Wer viel fliegt, kennt die immer länger werdende Liste von zunächst versteckten Nebenkosten bei der Ticketbuchung. Gepäck aufgeben? Kostet extra. Sitz am Gang, vielleicht etwas mehr Beinfreiheit? Gegen Gebühr. Man wartet nur darauf, dass bald Stehplätze eingeführt werden. Nur wer aufzahlt, darf sitzen.
Das könnte auch ein akutes Problem der Air India lösen: den Mangel an neuen Flugzeugsitzen. Die Nachrichtenagentur Reuters berichtet, dass die indische Airline ihrem Ziel, wieder „eine Fluggesellschaft von Weltklasse“ zu werden, nicht näherkommt, weil Ersatzteile für die überalterte Flotte fehlen. Viele Air-India-Maschinen wirken tatsächlich ganz schön abgewohnt, die Bordbildschirme sind trübe, die Nackenstützen speckig. Verspätungen sind außerdem häufig.
Lange Bahnfahrten finden nur Touristen romantisch
Bei Inlandsflügen sind viele Inderinnen und Inder auf die neuere und günstige Fluglinie Indigo umgestiegen, bei der man auch nicht viel schlechter behandelt wird. Indien ist, wie ganz Süd- und Südostasien, ein boomender Flugreisemarkt, alleine schon wegen der 1,4 Milliarden Einwohner und den weiterhin hohen Geburtenraten. Flugscham ist obendrein ein Fremdwort – und mit der überfüllten Bahn dauert es Tage, um das riesige Land zu bereisen. Das finden nur Touristen romantisch.
Da Flugreisen im Gegensatz zu dem, was man noch vor drei Jahren in der Pandemie dachte, auch in Zukunft viel Gewinn für die Betreiber versprechen, lohnen sich Investments. Singapore Airlines, die von November an 25 Prozent von Air India halten werden, stellen alleine 600 Millionen US-Dollar für die Modernisierung der indischen Schwestergesellschaft bereit.
Über die sogenannte Star Alliance sind beide Fluglinien auch mit der Lufthansa verbunden. Wer die Marken dieser Allianz bucht, erhält Meilen, die man auch bei anderen Linien in Upgrades oder mehr Beinfreiheit investieren können soll, statt wieder extra zahlen zu müssen. Allerdings haben manche Buchungswillige den Eindruck, dass das häufig nur bei frühzeitiger Anfrage funktioniert und wenn der zweite Mittwoch im Monat auf einen Vollmond fällt.

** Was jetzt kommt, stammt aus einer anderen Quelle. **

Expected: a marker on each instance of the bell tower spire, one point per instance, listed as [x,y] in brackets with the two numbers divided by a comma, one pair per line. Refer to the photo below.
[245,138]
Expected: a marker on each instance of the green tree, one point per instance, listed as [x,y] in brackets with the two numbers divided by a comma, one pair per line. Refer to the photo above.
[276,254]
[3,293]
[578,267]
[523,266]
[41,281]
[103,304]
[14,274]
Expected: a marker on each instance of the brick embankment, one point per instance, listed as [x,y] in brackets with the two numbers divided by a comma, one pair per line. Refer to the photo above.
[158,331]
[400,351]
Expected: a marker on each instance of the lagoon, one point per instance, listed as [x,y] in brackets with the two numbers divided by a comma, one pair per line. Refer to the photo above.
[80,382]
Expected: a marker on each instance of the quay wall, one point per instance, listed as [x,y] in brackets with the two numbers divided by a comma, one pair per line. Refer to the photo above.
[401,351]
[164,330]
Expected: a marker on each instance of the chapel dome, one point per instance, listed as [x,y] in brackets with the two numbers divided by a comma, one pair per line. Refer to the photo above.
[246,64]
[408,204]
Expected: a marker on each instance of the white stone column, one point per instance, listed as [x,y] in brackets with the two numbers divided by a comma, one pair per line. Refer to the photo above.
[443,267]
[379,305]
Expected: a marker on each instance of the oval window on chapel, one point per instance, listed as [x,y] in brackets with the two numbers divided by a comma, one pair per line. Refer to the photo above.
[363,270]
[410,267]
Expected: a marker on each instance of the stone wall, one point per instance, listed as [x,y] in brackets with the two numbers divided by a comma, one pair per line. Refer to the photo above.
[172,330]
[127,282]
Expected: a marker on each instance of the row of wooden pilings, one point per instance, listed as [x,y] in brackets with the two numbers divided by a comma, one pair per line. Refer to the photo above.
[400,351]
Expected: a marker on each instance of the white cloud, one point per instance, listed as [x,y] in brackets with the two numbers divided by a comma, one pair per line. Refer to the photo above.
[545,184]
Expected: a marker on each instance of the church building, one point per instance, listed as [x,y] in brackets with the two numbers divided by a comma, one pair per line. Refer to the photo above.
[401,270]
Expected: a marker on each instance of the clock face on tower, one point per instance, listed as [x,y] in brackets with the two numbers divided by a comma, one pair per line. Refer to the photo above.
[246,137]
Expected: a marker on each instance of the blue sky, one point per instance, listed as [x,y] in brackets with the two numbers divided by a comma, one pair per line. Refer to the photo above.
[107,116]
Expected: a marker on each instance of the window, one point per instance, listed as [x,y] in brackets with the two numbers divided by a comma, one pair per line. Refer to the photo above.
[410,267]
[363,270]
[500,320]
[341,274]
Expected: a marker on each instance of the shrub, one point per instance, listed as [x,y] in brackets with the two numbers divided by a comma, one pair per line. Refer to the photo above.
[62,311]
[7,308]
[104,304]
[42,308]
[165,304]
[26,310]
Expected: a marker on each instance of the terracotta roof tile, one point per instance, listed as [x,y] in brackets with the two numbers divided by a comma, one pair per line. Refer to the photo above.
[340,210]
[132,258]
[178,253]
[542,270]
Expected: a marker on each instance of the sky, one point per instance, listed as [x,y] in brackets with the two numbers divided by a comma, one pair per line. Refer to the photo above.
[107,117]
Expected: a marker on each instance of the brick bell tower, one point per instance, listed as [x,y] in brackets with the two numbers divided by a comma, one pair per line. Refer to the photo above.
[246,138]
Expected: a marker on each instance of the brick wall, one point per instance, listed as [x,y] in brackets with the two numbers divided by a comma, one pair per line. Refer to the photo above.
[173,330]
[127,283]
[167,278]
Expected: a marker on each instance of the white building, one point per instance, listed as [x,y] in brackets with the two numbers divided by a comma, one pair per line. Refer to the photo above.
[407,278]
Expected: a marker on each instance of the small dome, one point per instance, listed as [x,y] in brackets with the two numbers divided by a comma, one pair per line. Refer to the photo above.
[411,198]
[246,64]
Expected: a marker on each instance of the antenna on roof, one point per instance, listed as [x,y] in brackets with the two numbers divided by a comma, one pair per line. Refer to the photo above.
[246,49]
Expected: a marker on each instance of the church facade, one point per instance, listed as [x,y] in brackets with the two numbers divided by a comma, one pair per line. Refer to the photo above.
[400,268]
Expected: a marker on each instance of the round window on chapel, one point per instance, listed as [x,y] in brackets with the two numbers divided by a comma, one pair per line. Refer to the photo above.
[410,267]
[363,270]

Um den Ruf der Air India wiederherzustellen und solvente Fluggäste für Nonstop-Flüge auf wichtigen internationalen Strecken anzulocken, sollten möglichst schnell Flugzeuge mit erstklassigen Premium-Sitzen angeboten werden. Allein in diesem Monat wurden Modernisierungsaufträge in Höhe von 400 Millionen US-Dollar rausgegeben, die Umrüstung von 40 Großraumflugzeugen allerdings auf Anfang 2025 verschoben, da es zu Verzögerungen bei der Lieferung von Business- und First-Class-Sitzen kam. Die Sitzhersteller wiederum erklärten, dass sie mit einem Mangel an Fachkräften und Kapazitäten zu kämpfen haben, so der Air-India-Vorstandsvorsitzende Campbell Wilson am Freitag.
Das Problem haben derzeit alle Airlines, doch für Air India ist es „akuter“, sagt Wilson, weil zum Beispiel die Fluggesellschaften Emirates oder Qatar Airways, mit denen man international konkurriert, über eine viel modernere Flotte verfügen. Das mit den Stehplätzen in Flugzeugen ist übrigens kein Witz. 2012, auf dem Höhepunkt des Billigflugbooms, ging Ryanair der Frage nach, ob das möglich wäre. Der Versuch scheiterte an den Flugsicherungsbehörden.